President Donald Trump said Wednesday that he would turn to the Supreme Court if Democrats decided to pursue impeachment proceedings against him.
“I DID NOTHING WRONG,” the president wrote in a series of tweets posted Wednesday. “If the partisan Dems ever tried to impeach, I would first head to the U.S. Supreme Court.”
It was not clear how the Supreme Court could legally intervene if Congress moved to impeach Trump. The court ruled unanimously in 1993 that authority over impeachment trials "is reposed in the Senate and nowhere else," according to government records and Politico.
Joshua Matz, a lawyer specializing in constitutional law, told The Washington Post that Trump's tweets reflected "a profound misunderstanding," as the court has "no constitutional warrant to second-guess the substance of an impeachment judgment."
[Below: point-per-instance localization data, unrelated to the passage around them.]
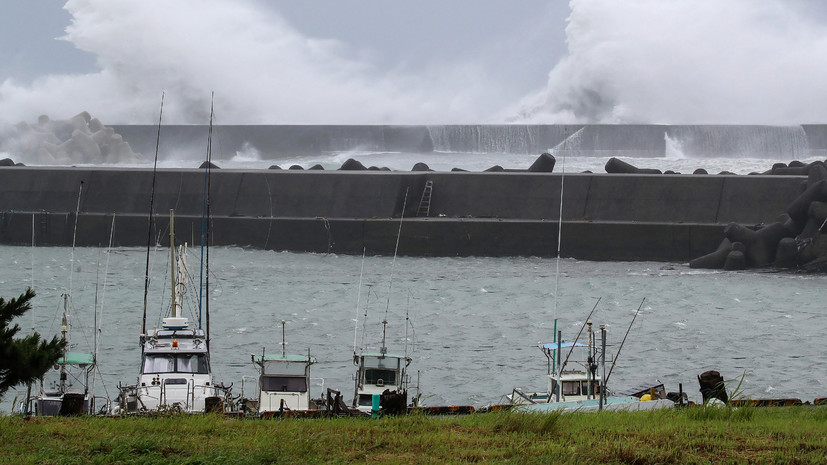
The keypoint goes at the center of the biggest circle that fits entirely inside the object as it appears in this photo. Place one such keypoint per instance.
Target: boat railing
(519, 392)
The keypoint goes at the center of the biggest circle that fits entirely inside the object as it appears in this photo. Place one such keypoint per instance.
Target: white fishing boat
(65, 390)
(584, 387)
(583, 382)
(379, 374)
(175, 361)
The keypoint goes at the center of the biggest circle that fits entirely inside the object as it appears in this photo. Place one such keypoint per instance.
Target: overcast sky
(429, 61)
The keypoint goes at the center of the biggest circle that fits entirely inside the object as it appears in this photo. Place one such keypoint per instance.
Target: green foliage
(670, 436)
(25, 359)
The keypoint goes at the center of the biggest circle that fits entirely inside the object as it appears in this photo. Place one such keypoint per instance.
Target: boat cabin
(377, 373)
(284, 382)
(65, 390)
(175, 370)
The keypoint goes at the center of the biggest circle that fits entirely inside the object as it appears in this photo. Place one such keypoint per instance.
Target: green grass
(692, 435)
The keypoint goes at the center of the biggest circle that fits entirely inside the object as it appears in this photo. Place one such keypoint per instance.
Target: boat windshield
(178, 363)
(579, 388)
(379, 376)
(284, 383)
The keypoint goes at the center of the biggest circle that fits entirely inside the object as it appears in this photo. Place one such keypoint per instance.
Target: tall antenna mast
(149, 228)
(358, 300)
(207, 229)
(559, 239)
(204, 214)
(283, 340)
(74, 237)
(384, 349)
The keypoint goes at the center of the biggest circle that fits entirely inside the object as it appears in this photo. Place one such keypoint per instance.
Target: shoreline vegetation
(687, 435)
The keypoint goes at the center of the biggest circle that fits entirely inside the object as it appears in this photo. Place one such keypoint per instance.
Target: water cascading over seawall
(597, 140)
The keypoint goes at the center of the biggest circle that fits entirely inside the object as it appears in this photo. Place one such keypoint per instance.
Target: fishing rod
(624, 340)
(588, 318)
(149, 228)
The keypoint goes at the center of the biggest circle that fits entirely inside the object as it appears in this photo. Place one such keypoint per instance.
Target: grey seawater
(476, 321)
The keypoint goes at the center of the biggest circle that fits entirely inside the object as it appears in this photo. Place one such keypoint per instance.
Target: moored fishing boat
(283, 383)
(584, 388)
(175, 362)
(66, 389)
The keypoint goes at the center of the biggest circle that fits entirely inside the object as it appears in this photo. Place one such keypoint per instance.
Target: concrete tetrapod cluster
(79, 139)
(797, 239)
(543, 164)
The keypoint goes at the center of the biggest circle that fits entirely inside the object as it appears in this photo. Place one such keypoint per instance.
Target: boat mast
(384, 349)
(149, 227)
(64, 336)
(283, 340)
(172, 274)
(358, 299)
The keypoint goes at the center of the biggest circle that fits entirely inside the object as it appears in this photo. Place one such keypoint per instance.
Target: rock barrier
(797, 239)
(79, 139)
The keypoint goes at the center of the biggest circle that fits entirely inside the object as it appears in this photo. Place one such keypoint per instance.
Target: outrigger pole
(624, 338)
(149, 228)
(588, 320)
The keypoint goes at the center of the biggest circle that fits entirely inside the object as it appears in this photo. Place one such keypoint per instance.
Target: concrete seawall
(605, 217)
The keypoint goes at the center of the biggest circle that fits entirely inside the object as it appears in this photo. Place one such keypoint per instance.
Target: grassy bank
(693, 435)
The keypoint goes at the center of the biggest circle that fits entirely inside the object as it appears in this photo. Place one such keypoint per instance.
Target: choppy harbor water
(476, 321)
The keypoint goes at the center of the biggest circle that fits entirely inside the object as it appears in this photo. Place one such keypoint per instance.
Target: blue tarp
(563, 345)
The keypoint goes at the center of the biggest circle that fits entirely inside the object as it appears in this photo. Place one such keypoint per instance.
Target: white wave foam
(686, 62)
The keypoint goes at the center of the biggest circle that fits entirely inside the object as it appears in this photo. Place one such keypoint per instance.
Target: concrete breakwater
(605, 216)
(625, 140)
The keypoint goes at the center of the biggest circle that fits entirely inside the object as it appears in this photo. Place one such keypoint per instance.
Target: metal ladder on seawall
(425, 202)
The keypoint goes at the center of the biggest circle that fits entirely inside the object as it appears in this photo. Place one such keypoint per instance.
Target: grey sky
(417, 62)
(389, 35)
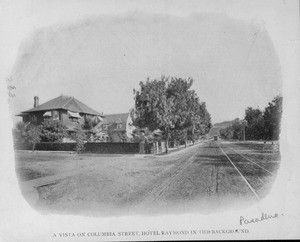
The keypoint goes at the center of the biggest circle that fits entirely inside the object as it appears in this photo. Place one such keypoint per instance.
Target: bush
(52, 131)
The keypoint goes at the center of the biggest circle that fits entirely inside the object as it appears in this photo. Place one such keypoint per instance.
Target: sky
(99, 51)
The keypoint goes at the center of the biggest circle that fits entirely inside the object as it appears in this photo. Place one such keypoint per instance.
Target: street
(207, 177)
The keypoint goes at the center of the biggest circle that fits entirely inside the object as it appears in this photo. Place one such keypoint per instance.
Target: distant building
(64, 108)
(118, 127)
Calls for Trump's impeachment have grown following the release of a redacted version of special counsel Robert Mueller's report on Russian election meddling. The special counsel said he found no evidence the Trump campaign colluded with Russian officials to win the 2016 presidential election, though he couldn't rule out the possibility that the president might have obstructed justice.
“The evidence we obtained about the President’s actions and intent presents difficult issues that would need to be resolved if we were making a traditional prosecutorial judgment,” Mueller said in his report. “At the same time, if we had confidence after a thorough investigation of the facts that the President clearly did not commit obstruction of justice, we would so state. Based on the facts and the applicable legal standards, we are unable to reach that judgment.”
The report spelled out 10 instances of potential obstruction of justice by Trump.
U.S. Attorney General William Barr said at a news conference that he and Deputy Attorney General Rod Rosenstein decided after reading Mueller’s report that there was not enough evidence to bring charges against the president.